CONSTRUCTION – Immixtion et prise délibérée de risque par le maître d’ouvrage lors du chantier
Cass Civ 3, 10 juillet 2025, 23-20.135
Dans cette affaire, la Cour d'Appel de Montpellier (Cour d'Appel de Montpellier 22 juin 2023 RG n° 19/01008) avait retenu la responsabilité du maître d’œuvre mais également des maîtres d’ouvrage au motif que ces derniers avaient procédé à la désignation du maître d'oeuvre :
« par ailleurs, l’expert note que M. [X] en accord avec M. [T] a désigné M. [G] comme entrepreneur gros oeuvre ce qui constitue une immixtion du maître de l’ouvrage dans le choix des entreprises gros œuvre. »
Selon la Cour de cassation, l’acceptation des risques par le maître d’ouvrage ne suppose pas seulement d’avoir pris un risque – en l’espèce ne pas avoir commandé d’étude de sol.
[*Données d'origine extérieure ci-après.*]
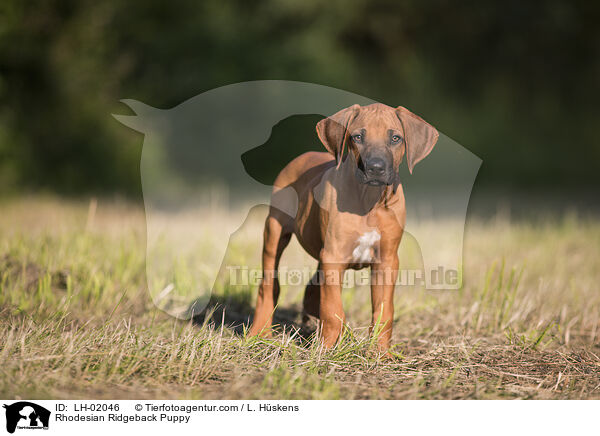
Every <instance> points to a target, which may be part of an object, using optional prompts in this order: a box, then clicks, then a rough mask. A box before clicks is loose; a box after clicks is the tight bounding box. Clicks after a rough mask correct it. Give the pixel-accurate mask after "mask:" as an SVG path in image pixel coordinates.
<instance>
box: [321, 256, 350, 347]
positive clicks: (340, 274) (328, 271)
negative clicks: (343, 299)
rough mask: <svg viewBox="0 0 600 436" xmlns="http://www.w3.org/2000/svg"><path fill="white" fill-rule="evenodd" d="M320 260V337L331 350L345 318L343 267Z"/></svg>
mask: <svg viewBox="0 0 600 436" xmlns="http://www.w3.org/2000/svg"><path fill="white" fill-rule="evenodd" d="M326 258H327V257H326V256H325V259H324V258H323V257H322V258H321V265H322V266H323V281H322V283H321V296H320V307H319V318H320V319H321V336H322V339H323V345H324V347H325V348H331V347H333V346H334V345H335V343H336V342H337V340H338V338H339V337H340V335H341V333H342V331H343V328H344V324H345V322H346V316H345V315H344V308H343V306H342V280H343V278H344V271H345V267H344V266H343V265H340V264H336V263H327V261H326Z"/></svg>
Une telle acceptation suppose impérativement d’apporter également la preuve d’une mise en garde sur les conséquences (l'arrêt sera à rapprocher des décisions : Cass civ 3ème, 7 novembre 2024, 22-22.794 et 23-18.549 ; Cass Civ 3ème, 15 février 2024, 22-23.682).
En cassant la décision des juges du fond, la Haute juridiction retient que l’immixtion fautive du Maître de l’ouvrage ne peut consister dans le simple fait d’avoir participé à la désignation de l’entreprise :
« Vu l'article 1792 du code civil :
23. Il résulte de ce texte que le maître de l'ouvrage, condamné à réparation au profit de l'acquéreur au titre d'une responsabilité de plein droit, ne peut, dans ses recours contre les constructeurs, conserver à sa charge une part de la dette de réparation que si une faute, une immixtion ou une prise délibérée du risque est caractérisée à son encontre. L'immixtion du maître de l'ouvrage n'est fautive que si celui-ci est notoirement compétent.
24. Pour laisser aux vendeurs, maîtres de l'ouvrage, une part de la dette commune dans leurs rapports avec les constructeurs et leurs assureurs, l'arrêt retient que, selon le rapport d'expertise, l'architecte, en accord avec M. [U], a désigné M. [C] comme entrepreneur gros oeuvre, ce qui constitue une immixtion du maître de l'ouvrage dans le choix des entreprises gros œuvre.
25. En se déterminant ainsi, par des motifs impropres à caractériser une immixtion des maîtres de l'ouvrage dans les travaux, la cour d'appel n'a pas donné de base légale à sa décision ».
Cette décision mérite ainsi d’être remarquée en ce qu’elle retient deux (2) critères cumulatifs permettant de caractériser l’immixtion fautive du maître d’ouvrage : d’une part, que ce dernier ait commis une immixtion ou ait pris de manière délibérée un risque, d’autre part, que si ce dernier est notoirement compétent en matière de construction.